Unfortunately, I do not have the resources to precisely follow your advice (fixing everything but the selected methods). Instead, I preprocessed my images once, and use them for the methods I want to compare with the given "optimal" parameters. The metrics I use are the ones from the MICCAI 2016 MS Challenge (dice score, f1 score, Jaccard distance, etc.) and the data is meant to be heterogeneous for generalization. I describe more precisely my objectives in this post.

I see that you developed another method, V-Net, and maybe you are aware of alternatives. So I would like to know if you have any advice on which methods to test (which could be trained given a set of "optimal" parameters for MS segmentation on heterogeneous data). Otherwise I'll continue with the methods I mentioned in my post, no problem of course, thanks for sharing your work anyway!

Thanks, Arthur

gtancev commented 4 years ago

Hi, I did the documentation for MD-GRU last year, e.g., see here. I guess you might have specified deform params wrongly. Hope that works out.

Best, Georgi

arthursw commented 4 years ago

Thank you! Did you compare MDGRU with V-Net?
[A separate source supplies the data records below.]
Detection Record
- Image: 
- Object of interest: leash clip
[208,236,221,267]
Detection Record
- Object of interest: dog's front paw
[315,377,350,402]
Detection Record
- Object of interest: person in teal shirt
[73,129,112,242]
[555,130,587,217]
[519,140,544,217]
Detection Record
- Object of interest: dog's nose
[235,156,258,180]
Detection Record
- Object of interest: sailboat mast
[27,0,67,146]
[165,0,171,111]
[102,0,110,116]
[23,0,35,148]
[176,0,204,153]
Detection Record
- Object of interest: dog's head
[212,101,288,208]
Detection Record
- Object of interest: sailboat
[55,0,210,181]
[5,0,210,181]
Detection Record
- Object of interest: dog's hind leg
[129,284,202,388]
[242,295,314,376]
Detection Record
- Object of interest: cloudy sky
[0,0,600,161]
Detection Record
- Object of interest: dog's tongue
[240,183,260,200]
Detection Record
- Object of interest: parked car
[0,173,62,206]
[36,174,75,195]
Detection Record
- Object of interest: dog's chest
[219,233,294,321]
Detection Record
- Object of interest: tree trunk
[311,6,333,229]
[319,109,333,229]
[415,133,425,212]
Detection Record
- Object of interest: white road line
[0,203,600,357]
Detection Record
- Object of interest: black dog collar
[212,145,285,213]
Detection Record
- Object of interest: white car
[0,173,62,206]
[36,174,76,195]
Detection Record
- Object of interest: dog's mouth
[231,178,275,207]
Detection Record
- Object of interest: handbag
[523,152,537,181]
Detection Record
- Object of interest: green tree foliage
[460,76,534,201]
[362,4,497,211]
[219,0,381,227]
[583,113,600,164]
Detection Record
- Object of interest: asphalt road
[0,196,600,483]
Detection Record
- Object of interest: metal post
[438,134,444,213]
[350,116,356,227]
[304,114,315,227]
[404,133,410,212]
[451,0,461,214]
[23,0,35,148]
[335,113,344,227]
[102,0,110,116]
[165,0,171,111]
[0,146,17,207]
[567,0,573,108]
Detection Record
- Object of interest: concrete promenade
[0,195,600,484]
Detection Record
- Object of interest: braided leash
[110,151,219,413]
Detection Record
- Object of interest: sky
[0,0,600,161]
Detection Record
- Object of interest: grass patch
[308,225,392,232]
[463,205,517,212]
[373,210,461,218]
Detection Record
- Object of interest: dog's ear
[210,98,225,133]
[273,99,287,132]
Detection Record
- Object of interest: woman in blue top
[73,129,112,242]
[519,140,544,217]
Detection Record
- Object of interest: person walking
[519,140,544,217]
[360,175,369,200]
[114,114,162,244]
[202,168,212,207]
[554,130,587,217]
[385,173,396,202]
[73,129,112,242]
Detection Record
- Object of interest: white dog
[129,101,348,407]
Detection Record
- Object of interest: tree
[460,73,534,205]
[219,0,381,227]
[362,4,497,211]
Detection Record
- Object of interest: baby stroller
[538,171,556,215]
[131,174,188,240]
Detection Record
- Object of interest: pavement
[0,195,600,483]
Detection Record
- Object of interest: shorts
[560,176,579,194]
gtancev commented 4 years ago

I had the intention, but the project was over before I could do that. The V-Net that I forked had no data augmentation and I had to add it first from MD-GRU. But there might be even newer/better algorithms by now (both, V-Net and MD-GRU are from before 2016), considering the progress of deep learning. Maybe @zubata88 knows more, as I am not working in this field.